What happens when we do not use return statement in the calling function in C?

Question

I would like to know the output of the below program. Main concern is what happens when we do not use return statement in the calling function?

int sum(int x, int y)
{
    //return x+y; 
}

int main()
{
    int res=0;
    res=sum(1,2);
    printf("res = %d\n",res);
}

in the above function sum(), if I use return x+y; it will print 3 as output?

What happens if I do not use return statement?

Answer 1

melpomene's answer is 100% correct from the pure language point of view: Returning from a non-void function without a return value invariably results in undefined behavior. After that, all bets are off.

I'm going to add to this, what is likely going to happen:

When you call a function, the compiler has a set of rules that it follows on how the parameters and return value are passed to the callee. These rules are along the lines of "If the first argument is an integral type, put it into register eax before invoking the callee". So, if you say foo(42), the compiler emits code to load 42 into the register eax, and then to call foo, which then just examines the value it finds in register eax to know what was passed.

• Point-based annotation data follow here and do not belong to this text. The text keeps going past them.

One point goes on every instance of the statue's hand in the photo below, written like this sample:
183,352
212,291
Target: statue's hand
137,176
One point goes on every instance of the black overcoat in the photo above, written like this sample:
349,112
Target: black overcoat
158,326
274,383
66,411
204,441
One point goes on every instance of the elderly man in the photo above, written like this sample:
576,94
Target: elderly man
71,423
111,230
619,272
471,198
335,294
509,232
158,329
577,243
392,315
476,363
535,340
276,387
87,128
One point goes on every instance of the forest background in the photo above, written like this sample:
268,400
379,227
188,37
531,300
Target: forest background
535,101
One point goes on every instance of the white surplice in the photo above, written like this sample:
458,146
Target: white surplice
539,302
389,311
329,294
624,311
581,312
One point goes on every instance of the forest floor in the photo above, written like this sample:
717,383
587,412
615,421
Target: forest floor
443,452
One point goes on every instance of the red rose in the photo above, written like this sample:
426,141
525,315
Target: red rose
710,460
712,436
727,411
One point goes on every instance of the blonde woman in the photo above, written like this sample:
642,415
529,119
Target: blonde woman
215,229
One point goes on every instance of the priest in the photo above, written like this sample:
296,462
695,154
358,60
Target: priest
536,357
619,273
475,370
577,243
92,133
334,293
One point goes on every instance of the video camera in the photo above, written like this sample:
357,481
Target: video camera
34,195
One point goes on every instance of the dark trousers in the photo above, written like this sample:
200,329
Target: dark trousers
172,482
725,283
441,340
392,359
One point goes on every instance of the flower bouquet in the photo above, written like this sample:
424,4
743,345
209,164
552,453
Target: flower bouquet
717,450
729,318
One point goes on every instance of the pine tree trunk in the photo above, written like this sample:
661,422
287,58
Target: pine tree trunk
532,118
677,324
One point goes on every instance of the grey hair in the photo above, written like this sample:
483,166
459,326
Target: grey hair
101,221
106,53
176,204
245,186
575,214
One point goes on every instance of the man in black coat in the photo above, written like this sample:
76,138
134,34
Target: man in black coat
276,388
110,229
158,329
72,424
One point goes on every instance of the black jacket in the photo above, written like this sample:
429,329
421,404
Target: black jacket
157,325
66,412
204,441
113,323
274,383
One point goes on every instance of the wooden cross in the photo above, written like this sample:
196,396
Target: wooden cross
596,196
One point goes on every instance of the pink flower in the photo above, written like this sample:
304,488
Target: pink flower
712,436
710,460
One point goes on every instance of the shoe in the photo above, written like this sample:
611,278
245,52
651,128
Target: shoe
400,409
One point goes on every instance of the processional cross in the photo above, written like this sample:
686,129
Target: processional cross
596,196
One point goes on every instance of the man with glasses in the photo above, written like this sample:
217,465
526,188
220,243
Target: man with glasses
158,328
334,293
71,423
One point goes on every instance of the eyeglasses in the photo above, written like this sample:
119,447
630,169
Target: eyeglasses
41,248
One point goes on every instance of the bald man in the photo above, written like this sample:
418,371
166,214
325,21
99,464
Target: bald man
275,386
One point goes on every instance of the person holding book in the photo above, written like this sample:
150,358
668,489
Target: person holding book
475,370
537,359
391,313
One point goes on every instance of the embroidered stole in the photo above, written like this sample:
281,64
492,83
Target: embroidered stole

The same happens for the return value. There is a defined place where the caller expects the return value (this may be a register or a memory location on the stack), and it's the callee's obligation to actually put a sensible value there.

So, when you forget to name a return value, the return value will simply not be set. Whatever happens to be in the respective register / memory location will be interpreted as the return value by the caller. What exactly is effectively "passed back" to the caller depends 100% on how the callee happens to be compiled, and it may be deterministic. Consider this code snippet:

int getSecret() {
    return 42;
}

int checkSecret(int guess) {
    int secret = getSecret();
    //return secret == guess;
}

int main() {
    printf("The secret is %d.\n", checkSecret(0));
}

If you compile and run this code, you may find that it correct prints the secret value 42. Why? Simple: When getSecret() returns the secret value, it places it where checkSecret() expects to find the return value. And this may happen to be the same register as where main() expects to find the return value of checkSecret().

From the language perspective, that's perfectly ok: When checkSecret() returns without setting a return value, the language allows anything to happen, including leaking the secret. This is why forgetting the return value can be a security hole. It may allow an attacker to either extract information that they are not supposed to know, or to trigger code execution paths that are impossible in correct behavior because a function "returns" a value that's not within the expected return value range.

Answer 2

See 6.9.1 (Function definitions) / 12 in the C11 draft standard (the same language appears in C99):

12. If the } that terminates a function is reached, and the value of the function call is used by the caller, the behavior is undefined.

(In C90 there was mostly equivalent language in 6.6.6.4 (The return statement):

If a return statement without an expression is executed, and the value of the function call is used by the caller, the behavior is undefined. Reaching the } that terminates a function is equivalent to executing a return statement without an expression.

The difference is that (from C99 on) having return; with no expression in a non-void function is an error.)

In your case the } of sum is reached (no return statement was executed) and the return value is used:

res=sum(1,2);

Therefore your code has undefined behavior: Anything can happen, from a garbage value in res to an infinite loop or crash.